High Performance Motor Control With FOC From The Ground Up

Testing the FOC-based motor controller. (Credit: Excessive Overkill, YouTube)
Testing the FOC-based motor controller. (Credit: Excessive Overkill, YouTube)

Vector Control, also known as Field Oriented Control or FOC is an AC motor control scheme that enables fine-grained control over a connected motor, through the precise control of its phases. In a recent video [Excessive Overkill] goes through the basics and then the finer details of how FOC works, as well as how to implement it. These controllers generally uses a proportional integral (PI) loop, capable of measuring and integrating the position of the connected motor, thus allowing for precise adjustments of the applied vector.

If this controller looks familiar, it is because we featured it previously in the context of reviving old industrial robotic arms. Whether you are driving the big motors on an industrial robot, or a much smaller permanent magnet AC (PMAC) motor, FOV is very likely the control mechanism that you want to use for the best results.
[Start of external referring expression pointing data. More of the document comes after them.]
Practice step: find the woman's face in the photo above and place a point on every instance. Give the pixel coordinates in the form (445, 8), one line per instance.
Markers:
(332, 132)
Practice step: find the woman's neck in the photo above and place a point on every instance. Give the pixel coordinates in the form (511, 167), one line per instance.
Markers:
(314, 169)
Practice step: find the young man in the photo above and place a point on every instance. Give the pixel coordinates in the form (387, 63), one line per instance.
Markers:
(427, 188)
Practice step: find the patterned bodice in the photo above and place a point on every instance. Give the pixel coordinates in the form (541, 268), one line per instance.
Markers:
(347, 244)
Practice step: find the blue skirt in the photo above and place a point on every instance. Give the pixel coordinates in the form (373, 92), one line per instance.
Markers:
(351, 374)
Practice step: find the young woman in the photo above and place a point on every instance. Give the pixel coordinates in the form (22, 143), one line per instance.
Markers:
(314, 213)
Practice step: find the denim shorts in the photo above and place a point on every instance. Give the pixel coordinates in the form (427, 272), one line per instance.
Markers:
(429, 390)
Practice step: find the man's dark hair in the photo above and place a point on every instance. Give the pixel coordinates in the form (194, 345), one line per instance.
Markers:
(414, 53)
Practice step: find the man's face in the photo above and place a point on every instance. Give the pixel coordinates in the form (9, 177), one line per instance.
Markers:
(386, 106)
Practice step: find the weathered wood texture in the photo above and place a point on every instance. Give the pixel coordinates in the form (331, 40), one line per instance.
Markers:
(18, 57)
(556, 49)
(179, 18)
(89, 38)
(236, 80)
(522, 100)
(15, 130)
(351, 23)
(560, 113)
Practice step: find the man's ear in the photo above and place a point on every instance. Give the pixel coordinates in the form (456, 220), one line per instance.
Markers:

Of note is that most BLDC motors are actually also PMACs with ESC to provide a DC interface.

The actual driving is done with two MOSFETs per phase, forming a half-bridge, switching between the two rails to create the requisite PWM signal for each phase. Picking the right type of MOSFET was somewhat hard, especially due to the high switching currents and the high frequency at 25 kHz. The latter was picked to prevent audible noise while driving a robot. Ultimately SiC MOSFETs were picked, specially the GeneSiC G3R30MT12K. Of note here are the four legs, with a fourth Kelvin Source pin added. This is to deal with potential gate drive issues that are explained in the video.

With the hardware in place, whether following the [Excessive Overkill] GitHub projects or not, what makes all of it work is the software. This is where the microcontroller aspect is essential, as it has to do all the heavy lifting of calculating the new optimal vector and thus the current levels per phase. In this controller an STM32F413 is used, which generates the PWM signals to drive the half-bridges, while reading the measurements from the motors with its ADC.

As can be seen in the resulting use of this controller with old industrial robots, the FOC controller works quite well, with quiet and smooth operation. This performance is why we’re likely to see FOC and PMAC motors used in applications like 3D printers in the future, though the rule of ‘good enough’ makes the cost of an FOC controller still a tough upsell over a simple open loop stepper-based system.

8 thoughts on “High Performance Motor Control With FOC From The Ground Up

  1. Way overcomplicated for tasks where basic microstepping can be done with R-Pi and some Python code. Control engineers are usually creepy and awkward when in presence of a woman.

      1. Not at all. The speed and positioning under FOC depends on the error signal derived from the measured motor state, which means you have to accept some error band around the desired path for the control scheme to operate.

        This is analogous to the way a stepper motor deviates from the desired position under load, except with a stepper motor you don’t have to compute anything and it’s already built for good precision without active feedback. If the motor is sized incorrectly and cannot perform the required motion with acceptable error, then you can’t help it with FOC because the motor is still too weak or your demands are unrealistic.

        The FOC PMAC motor looks good in demos, but you can’t see with the naked eye whether the performance is really superior. What’s likely, you’re spending months of engineering and fine tuning just to arrive at the same point that you’d have with a simple stepper motor. All at the cost of much more complicated control hardware, more software and code, and more things to troubleshoot with the encoders and sensors.

        The main deciding question is rather, whether the characteristic torque and power curve of the stepper motor vs. the coarser PMAC motor is better or worse for the application. One control method in itself is not clearly better. Doing FOC for the sake of doing FOC is not a good idea, but nerds are going to nerd about it anyways because it’s complicated and cool.

        1. On the point of torque and power, because the PMAC/BLDC motor is coarser than a stepper motor, it’s going to be a faster motor. For applications where you want direct drive, this is like trying to launch your car in third gear. It can be done, but the performance will suffer until you get up to speed.

          For things like 3D printers where you’re constantly slowing down and accelerating from a stop, you will actually spend most of your time going relatively slowly. You’re not extruding at a million miles per hour, and when you are moving rapidly you’re not extruding and not demanding high precision, so the apparent dynamic performance of a BLDC motor is mismatched.

          If you gear it down, you face the problem of inertia, because the energy stored in the rotor is proportional to the square of its RPM, so starting and stopping the motor consumes most of your torque.

          1. He does a fairly lengthy discussion of this in the video and describes quite precisely why a FOC is the best option in this application.

            Do you have any meaningful input on this, or do you just want to continue talking about other hypothetical scenarios where FOC might not be the best option?